Exhibition view: List Projects 24: Sharona Franklin, MIT List Visual Arts Center, 2022. Photo: Mel Taing

Featuring

Timothy Loh

Accessibility

This virtual lecture will use Zoom with live closed-captioning.

Join Timothy Loh of the Doctoral Program in History, Anthropology, and Science, Technology and Society here at MIT, to discover more about List Projects 24: Sharona Franklin.
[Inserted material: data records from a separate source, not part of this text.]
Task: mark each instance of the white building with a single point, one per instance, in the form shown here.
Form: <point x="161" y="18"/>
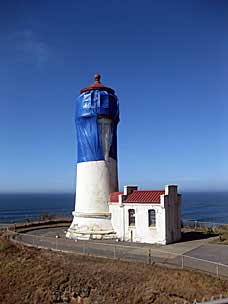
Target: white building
<point x="152" y="216"/>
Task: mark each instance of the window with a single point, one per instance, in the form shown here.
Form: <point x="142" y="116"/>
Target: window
<point x="131" y="217"/>
<point x="152" y="218"/>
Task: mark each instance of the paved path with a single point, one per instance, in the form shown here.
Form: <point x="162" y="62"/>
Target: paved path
<point x="211" y="252"/>
<point x="200" y="249"/>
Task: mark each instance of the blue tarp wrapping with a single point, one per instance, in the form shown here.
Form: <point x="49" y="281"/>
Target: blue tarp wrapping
<point x="90" y="106"/>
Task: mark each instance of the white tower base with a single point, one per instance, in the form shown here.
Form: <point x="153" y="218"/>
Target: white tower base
<point x="95" y="181"/>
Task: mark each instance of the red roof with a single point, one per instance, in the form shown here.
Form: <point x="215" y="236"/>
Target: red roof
<point x="139" y="196"/>
<point x="114" y="196"/>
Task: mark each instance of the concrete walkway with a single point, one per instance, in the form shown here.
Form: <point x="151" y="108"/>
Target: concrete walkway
<point x="201" y="249"/>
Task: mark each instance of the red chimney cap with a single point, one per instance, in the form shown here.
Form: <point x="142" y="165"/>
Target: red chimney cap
<point x="97" y="85"/>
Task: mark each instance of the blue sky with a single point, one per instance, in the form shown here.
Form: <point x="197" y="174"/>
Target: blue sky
<point x="167" y="61"/>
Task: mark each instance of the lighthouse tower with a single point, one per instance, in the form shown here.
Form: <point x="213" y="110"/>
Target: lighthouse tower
<point x="97" y="116"/>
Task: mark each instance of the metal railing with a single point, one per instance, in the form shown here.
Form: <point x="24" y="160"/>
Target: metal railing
<point x="125" y="252"/>
<point x="198" y="224"/>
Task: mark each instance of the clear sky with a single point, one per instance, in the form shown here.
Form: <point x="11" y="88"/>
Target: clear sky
<point x="167" y="61"/>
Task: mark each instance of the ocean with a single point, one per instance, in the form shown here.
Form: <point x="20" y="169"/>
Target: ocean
<point x="201" y="206"/>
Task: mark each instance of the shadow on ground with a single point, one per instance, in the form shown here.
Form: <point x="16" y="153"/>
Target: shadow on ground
<point x="188" y="236"/>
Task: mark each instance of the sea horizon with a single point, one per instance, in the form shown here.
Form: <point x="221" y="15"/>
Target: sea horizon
<point x="205" y="206"/>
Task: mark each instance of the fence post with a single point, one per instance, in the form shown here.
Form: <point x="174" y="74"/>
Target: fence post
<point x="195" y="225"/>
<point x="217" y="270"/>
<point x="149" y="256"/>
<point x="182" y="261"/>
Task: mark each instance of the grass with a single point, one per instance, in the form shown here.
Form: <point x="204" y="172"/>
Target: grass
<point x="29" y="275"/>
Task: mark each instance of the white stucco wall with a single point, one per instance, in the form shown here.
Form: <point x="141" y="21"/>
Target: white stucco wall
<point x="141" y="232"/>
<point x="168" y="219"/>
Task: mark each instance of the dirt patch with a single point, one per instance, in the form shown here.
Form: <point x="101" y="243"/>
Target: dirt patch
<point x="29" y="275"/>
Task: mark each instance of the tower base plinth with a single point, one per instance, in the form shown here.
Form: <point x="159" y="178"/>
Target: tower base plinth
<point x="91" y="227"/>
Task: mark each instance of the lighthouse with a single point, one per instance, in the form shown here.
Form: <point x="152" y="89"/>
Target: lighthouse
<point x="96" y="119"/>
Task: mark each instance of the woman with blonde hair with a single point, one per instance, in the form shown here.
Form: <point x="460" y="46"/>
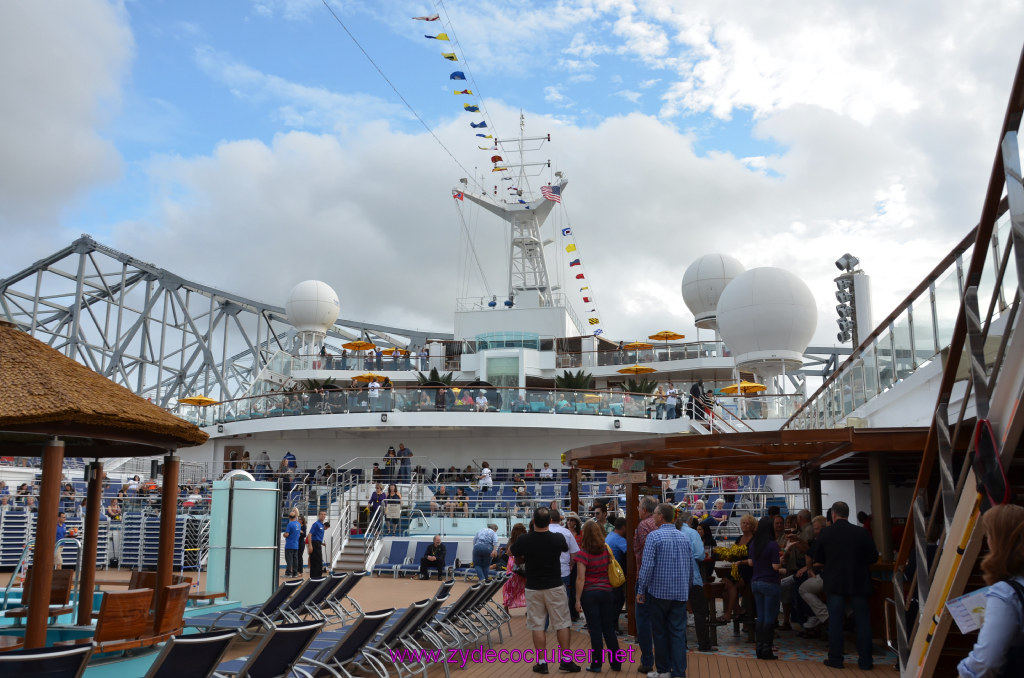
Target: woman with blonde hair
<point x="514" y="590"/>
<point x="999" y="649"/>
<point x="594" y="597"/>
<point x="748" y="525"/>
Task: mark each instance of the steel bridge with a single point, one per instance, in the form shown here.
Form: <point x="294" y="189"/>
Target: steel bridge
<point x="156" y="333"/>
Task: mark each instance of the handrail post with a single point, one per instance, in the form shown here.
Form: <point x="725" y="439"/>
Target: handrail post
<point x="42" y="559"/>
<point x="90" y="540"/>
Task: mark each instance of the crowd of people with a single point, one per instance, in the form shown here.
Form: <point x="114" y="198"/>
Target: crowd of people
<point x="810" y="569"/>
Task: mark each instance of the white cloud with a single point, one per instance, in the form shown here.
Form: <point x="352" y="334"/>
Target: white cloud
<point x="585" y="49"/>
<point x="297" y="106"/>
<point x="61" y="81"/>
<point x="553" y="94"/>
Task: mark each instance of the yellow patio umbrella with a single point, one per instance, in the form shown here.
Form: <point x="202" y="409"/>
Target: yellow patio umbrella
<point x="368" y="377"/>
<point x="198" y="400"/>
<point x="743" y="387"/>
<point x="667" y="335"/>
<point x="636" y="369"/>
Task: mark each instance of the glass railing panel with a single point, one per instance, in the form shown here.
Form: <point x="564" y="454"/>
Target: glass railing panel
<point x="924" y="330"/>
<point x="902" y="348"/>
<point x="884" y="351"/>
<point x="869" y="370"/>
<point x="947" y="301"/>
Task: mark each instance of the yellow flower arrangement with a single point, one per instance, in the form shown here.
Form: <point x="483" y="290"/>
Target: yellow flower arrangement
<point x="732" y="553"/>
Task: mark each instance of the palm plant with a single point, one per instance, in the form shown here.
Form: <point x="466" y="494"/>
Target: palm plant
<point x="580" y="381"/>
<point x="642" y="385"/>
<point x="316" y="384"/>
<point x="434" y="377"/>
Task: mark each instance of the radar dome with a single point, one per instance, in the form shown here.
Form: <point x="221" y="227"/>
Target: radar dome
<point x="312" y="306"/>
<point x="702" y="286"/>
<point x="767" y="316"/>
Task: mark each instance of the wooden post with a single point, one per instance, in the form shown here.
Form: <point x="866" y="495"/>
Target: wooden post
<point x="632" y="520"/>
<point x="90" y="539"/>
<point x="168" y="521"/>
<point x="878" y="473"/>
<point x="814" y="482"/>
<point x="46" y="537"/>
<point x="574" y="490"/>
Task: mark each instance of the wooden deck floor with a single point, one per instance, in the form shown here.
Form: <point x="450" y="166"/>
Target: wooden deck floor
<point x="734" y="658"/>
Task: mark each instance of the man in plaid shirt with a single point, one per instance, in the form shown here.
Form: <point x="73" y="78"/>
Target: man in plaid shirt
<point x="664" y="585"/>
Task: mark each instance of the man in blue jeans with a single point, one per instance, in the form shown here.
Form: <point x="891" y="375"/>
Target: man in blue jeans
<point x="847" y="551"/>
<point x="644" y="633"/>
<point x="664" y="584"/>
<point x="484" y="549"/>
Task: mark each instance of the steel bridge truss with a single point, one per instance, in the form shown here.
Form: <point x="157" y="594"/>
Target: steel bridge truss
<point x="156" y="333"/>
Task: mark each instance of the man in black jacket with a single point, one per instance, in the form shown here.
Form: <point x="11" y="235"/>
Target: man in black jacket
<point x="433" y="558"/>
<point x="846" y="551"/>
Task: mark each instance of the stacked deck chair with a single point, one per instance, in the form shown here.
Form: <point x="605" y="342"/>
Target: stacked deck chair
<point x="341" y="602"/>
<point x="280" y="649"/>
<point x="196" y="655"/>
<point x="46" y="662"/>
<point x="335" y="659"/>
<point x="395" y="644"/>
<point x="251" y="621"/>
<point x="294" y="608"/>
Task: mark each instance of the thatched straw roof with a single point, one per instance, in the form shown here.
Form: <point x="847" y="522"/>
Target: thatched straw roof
<point x="43" y="391"/>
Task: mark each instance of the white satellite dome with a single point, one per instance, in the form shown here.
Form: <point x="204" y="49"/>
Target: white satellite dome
<point x="312" y="306"/>
<point x="702" y="285"/>
<point x="767" y="318"/>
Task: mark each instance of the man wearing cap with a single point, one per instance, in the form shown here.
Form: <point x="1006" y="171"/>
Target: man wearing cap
<point x="484" y="548"/>
<point x="546" y="597"/>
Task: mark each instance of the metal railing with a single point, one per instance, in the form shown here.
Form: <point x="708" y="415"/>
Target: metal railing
<point x="913" y="334"/>
<point x="615" y="404"/>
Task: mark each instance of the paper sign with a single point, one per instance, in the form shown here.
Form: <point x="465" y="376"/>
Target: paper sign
<point x="969" y="610"/>
<point x="624" y="478"/>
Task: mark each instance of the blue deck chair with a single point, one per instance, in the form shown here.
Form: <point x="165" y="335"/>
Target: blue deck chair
<point x="340" y="601"/>
<point x="414" y="564"/>
<point x="45" y="662"/>
<point x="250" y="621"/>
<point x="197" y="654"/>
<point x="395" y="558"/>
<point x="295" y="606"/>
<point x="336" y="658"/>
<point x="276" y="652"/>
<point x="394" y="638"/>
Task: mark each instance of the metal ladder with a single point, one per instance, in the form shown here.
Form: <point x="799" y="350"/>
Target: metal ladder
<point x="994" y="386"/>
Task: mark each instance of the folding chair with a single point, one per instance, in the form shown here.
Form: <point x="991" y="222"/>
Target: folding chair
<point x="197" y="654"/>
<point x="45" y="662"/>
<point x="251" y="621"/>
<point x="276" y="652"/>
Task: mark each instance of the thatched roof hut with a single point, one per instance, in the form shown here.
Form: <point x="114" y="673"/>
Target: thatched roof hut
<point x="43" y="391"/>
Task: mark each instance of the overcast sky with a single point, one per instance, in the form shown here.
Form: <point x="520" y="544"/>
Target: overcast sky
<point x="250" y="145"/>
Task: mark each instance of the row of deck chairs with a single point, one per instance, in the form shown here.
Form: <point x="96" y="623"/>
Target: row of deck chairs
<point x="378" y="641"/>
<point x="400" y="563"/>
This virtual talk will focus on the social life of hearing technologies in Amman, where Loh is currently carrying out dissertation fieldwork on assistive technologies for deaf Jordanians. Loh’s research meets Franklin’s visual art in examining the politics of disability, bioethics, and medical care.

About the Speaker

Timothy Y. Loh is an anthropologist of science and technology and a PhD candidate in HASTS (History, Anthropology, and Science, Technology, and Society) at MIT. Drawing upon medical anthropology, linguistic anthropology, and the social study of science, his ethnographic research examines sociality, language, and religion in deaf and signing worlds spanning Jordan, Singapore, and the United States. His research is and has been supported by the Social Science Research Council, the Royal Anthropological Institute, the MIT Center for International Studies, and the National University of Singapore (NUS) Development Grant. He holds a Bachelor of Science in Foreign Service (Culture and Politics) and a Master of Arts in Arab Studies, both from Georgetown University.

Graduate Student Talks

MIT graduate students explore current exhibitions at the List Center through the lens of their own research, background and interests. Join us for this interdisciplinary lecture series where we dive into how art and research are overlapping on MIT’s campus. 

We will continue to follow MIT’s COVID protocols.